NOTE:

These are a little sketchy...I'll fill in details 'soon'.

Putting It All In Order

There comes a time in every programmer's career when s/he must place items of data into order. Sometimes this is ascending (smallest to largest). Sometimes it is descending (largest to smallest). But whichever way it goes, it must.

One of the earliest sorts was known as bubble sort. Followed by selection sort and insertion sort. After these quick and dirty algorithms came a period of reflection and study. At which time arrived on the scene much more powerful sorts of sorting algorithms: quick, heap, and merge. Let's look at each in turn.

Bubble Sort

This sort is named after the way soda bubbles rise to the top of a glass -- just sort of meandering their way from the base to the rim:

                   |___________|
                   |       ,   |
                   |     .     |
                   |       *   |
                   |         o |
                   |        0  |
                   |          O|
                   +-----------+

(Okay, so I'm not an artist. *sigh*)

The idea of the algorithm, however, is that data items will migrate their way toward their proper (ordered) position within the array -- slowly but surely.

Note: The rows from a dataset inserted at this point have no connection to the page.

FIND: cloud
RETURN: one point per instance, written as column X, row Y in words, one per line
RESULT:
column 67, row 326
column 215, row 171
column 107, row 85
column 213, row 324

This is accomplished by comparing adjacent pairs of data within the array and swapping them (if necessary) to be in the correct (desired) order. If we were trying to sort the following array into descending order, for instance, watch the steps unfold (and watch how the 'a' element bubbles its way toward the opposite end of the array):

    +-----+-----+-----+-----+-----+-----+
    |  a  |  d  |  c  |  q  |  b  |  e  |      original
    +-----+-----+-----+-----+-----+-----+

    +-----+-----+-----+-----+-----+-----+
    |  d  |  a  |  c  |  q  |  b  |  e  |      compare/swap 0 and 1
    +-----+-----+-----+-----+-----+-----+

    +-----+-----+-----+-----+-----+-----+
    |  d  |  c  |  a  |  q  |  b  |  e  |      compare/swap 1 and 2
    +-----+-----+-----+-----+-----+-----+

    +-----+-----+-----+-----+-----+-----+
    |  d  |  c  |  q  |  a  |  b  |  e  |      compare/swap 2 and 3
    +-----+-----+-----+-----+-----+-----+

    +-----+-----+-----+-----+-----+-----+
    |  d  |  c  |  q  |  b  |  a  |  e  |      compare/swap 3 and 4
    +-----+-----+-----+-----+-----+-----+

    +-----+-----+-----+-----+-----+-----+
    |  d  |  c  |  q  |  b  |  e  |  a  |      compare/swap 4 and 5
    +-----+-----+-----+-----+-----+-----+

This completes phase one. Next, we begin again at position 0 and move anything else that needs adjusting:

    +-----+-----+-----+-----+-----+-----+
    |  d  |  c  |  q  |  b  |  e  |  a  |      'original'
    +-----+-----+-----+-----+-----+-----+

    +-----+-----+-----+-----+-----+-----+
    |  d  |  c  |  q  |  b  |  e  |  a  |      compare      0 and 1
    +-----+-----+-----+-----+-----+-----+

    +-----+-----+-----+-----+-----+-----+
    |  d  |  q  |  c  |  b  |  e  |  a  |      compare/swap 1 and 2
    +-----+-----+-----+-----+-----+-----+

    +-----+-----+-----+-----+-----+-----+
    |  d  |  q  |  c  |  b  |  e  |  a  |      compare      2 and 3
    +-----+-----+-----+-----+-----+-----+

    +-----+-----+-----+-----+-----+-----+
    |  d  |  q  |  c  |  e  |  b  |  a  |      compare/swap 3 and 4
    +-----+-----+-----+-----+-----+-----+

    +-----+-----+-----+-----+-----+-----+
    |  d  |  q  |  c  |  e  |  b  |  a  |      compare      4 and 5
    +-----+-----+-----+-----+-----+-----+

Note how this time we only had to swap two pairs of elements! Things seem to be looking up! (Some may ask, did we really have to compare those elements that didn't need swapping? We didn't, but the computer does. It doesn't know until it has checked whether two items are in order. The computer doesn't have a more global vision of the array. It sees just a single element at a time -- or two when comparing.)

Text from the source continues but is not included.